Tuti Scott’s Playbook for Women’s Philanthropy

Gender and Giving Jul 29, 2019

As the founder of Changemaker Strategies (formerly Imagine Philanthropy), Scott coaches leaders in the social sector and helps individuals be more strategic in their giving.

She’s also focused on the intersection of women, money, and power.

A lifelong athlete and certified fundraising executive for 15 years holding various positions at the Women’s Sports Foundation, Scott extols the virtues of sports as extraordinary training for female leadership. Scott says that the lessons learned through team sports around knowing your fundamentals, risk-taking, shared goal setting, practice, agility, discipline, focus, and what winning and losing looks like help prepare women for leadership in and outside of the boardroom.

And, growing leadership has been part of the evolution of women’s philanthropy. According to Scott, boards and leadership are working to become more intentional about diversity of all kinds. Leaders are listening more and elevating more perspectives. Donor behavior is also changing. Scott is seeing more donors move from giving as charity to giving as social impact and advocacy. These donors are aiming to influence policy and developing more partnerships as part of strategy.

Scott believes gender lens investing is a critical opportunity for more women to align their investing and charitable giving with their values. She defines gender lens investing as “an intentional action of moving money to investments that advance gender equity.”

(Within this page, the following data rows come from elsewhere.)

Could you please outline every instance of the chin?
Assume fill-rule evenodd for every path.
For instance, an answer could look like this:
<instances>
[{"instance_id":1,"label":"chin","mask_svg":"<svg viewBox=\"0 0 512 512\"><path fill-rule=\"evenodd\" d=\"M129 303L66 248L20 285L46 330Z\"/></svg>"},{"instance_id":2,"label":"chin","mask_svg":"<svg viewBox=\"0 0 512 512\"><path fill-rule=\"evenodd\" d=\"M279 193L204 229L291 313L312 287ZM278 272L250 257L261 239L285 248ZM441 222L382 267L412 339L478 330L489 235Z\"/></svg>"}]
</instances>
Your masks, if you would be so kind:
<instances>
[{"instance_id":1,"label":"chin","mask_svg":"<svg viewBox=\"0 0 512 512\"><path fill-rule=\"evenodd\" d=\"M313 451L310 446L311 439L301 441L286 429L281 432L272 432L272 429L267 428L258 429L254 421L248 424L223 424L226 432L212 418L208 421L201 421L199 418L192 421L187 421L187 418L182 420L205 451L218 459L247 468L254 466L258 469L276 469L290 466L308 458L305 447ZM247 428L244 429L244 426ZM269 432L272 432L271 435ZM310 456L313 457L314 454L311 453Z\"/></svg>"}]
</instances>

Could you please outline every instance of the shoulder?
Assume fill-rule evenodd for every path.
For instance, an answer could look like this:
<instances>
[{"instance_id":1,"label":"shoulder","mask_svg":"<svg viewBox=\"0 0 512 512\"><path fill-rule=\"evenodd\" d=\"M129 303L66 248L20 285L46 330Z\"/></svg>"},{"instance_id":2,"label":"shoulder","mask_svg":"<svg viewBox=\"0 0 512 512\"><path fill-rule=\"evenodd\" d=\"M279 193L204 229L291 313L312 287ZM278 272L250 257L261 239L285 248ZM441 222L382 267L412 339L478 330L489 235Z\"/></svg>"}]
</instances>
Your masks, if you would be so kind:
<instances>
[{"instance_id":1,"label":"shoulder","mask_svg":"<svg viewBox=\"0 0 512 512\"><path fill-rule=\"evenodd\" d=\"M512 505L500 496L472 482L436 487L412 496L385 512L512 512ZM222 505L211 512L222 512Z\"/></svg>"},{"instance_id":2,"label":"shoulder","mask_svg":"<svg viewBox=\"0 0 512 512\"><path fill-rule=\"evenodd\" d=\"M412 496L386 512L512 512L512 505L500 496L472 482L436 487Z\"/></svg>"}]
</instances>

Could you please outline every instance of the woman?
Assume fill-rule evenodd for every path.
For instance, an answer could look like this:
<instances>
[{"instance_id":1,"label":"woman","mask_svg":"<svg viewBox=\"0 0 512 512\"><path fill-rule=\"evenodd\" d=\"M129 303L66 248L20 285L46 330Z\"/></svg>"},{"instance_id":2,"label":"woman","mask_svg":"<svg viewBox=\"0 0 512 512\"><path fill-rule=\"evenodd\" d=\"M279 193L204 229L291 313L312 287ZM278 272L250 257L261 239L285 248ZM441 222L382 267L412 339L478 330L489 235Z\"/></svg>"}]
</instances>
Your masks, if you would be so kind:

To ensure women are prepared when they step onto the field of gender lens investing, she has organized the “What Will It Take – Women and Money” event (Sept. 16 and 17 in Austin, TX). It’s intended to bring people together to learn and share experiences about giving and impact investing with a gender lens. Among the speakers is Ellen Remmer whose Invest for Better campaign about gender lens investing was featured in an earlier Giving Compass post. Recognizing the ongoing intergenerational transfer of trillions of dollars, Scott said, “This is a catalyst moment to get the broader conversation started.”

How to Start Your Gender Lens Investing Journey

Scott says women should “own” their money story and step into the potential of its power in the world. When this happens, there will be “more flourishing, more creativity and resources will be managed with utmost respect for all people and for the planet.”

She offers three ways to start:

  1. Assess your values. Get clear about the values you hold most dear whether it’s health, wealth, creativity, equity, or something else.
  2. Educate yourself. A good place to start is the resource section of Changemaker Strategies where Scott and her team have assembled a wealth of information at your fingertips.
  3. Build your community. This work does not happen when you are alone. Invite family, friends, and advisors to join you in the journey.

Recognizing that money conversations need to be grounded, she recommends moving those conversations to the four “Ps” -- purpose, planet, profit, and people. It can remove tension and emotion and bring forth more opportunities for women to invest with a gender lens.

Scott believes that every person has to investigate their potential to be a changemaker (it’s the reason she changed her organization’s name). Each of us has a role in improving the world. What is your next play?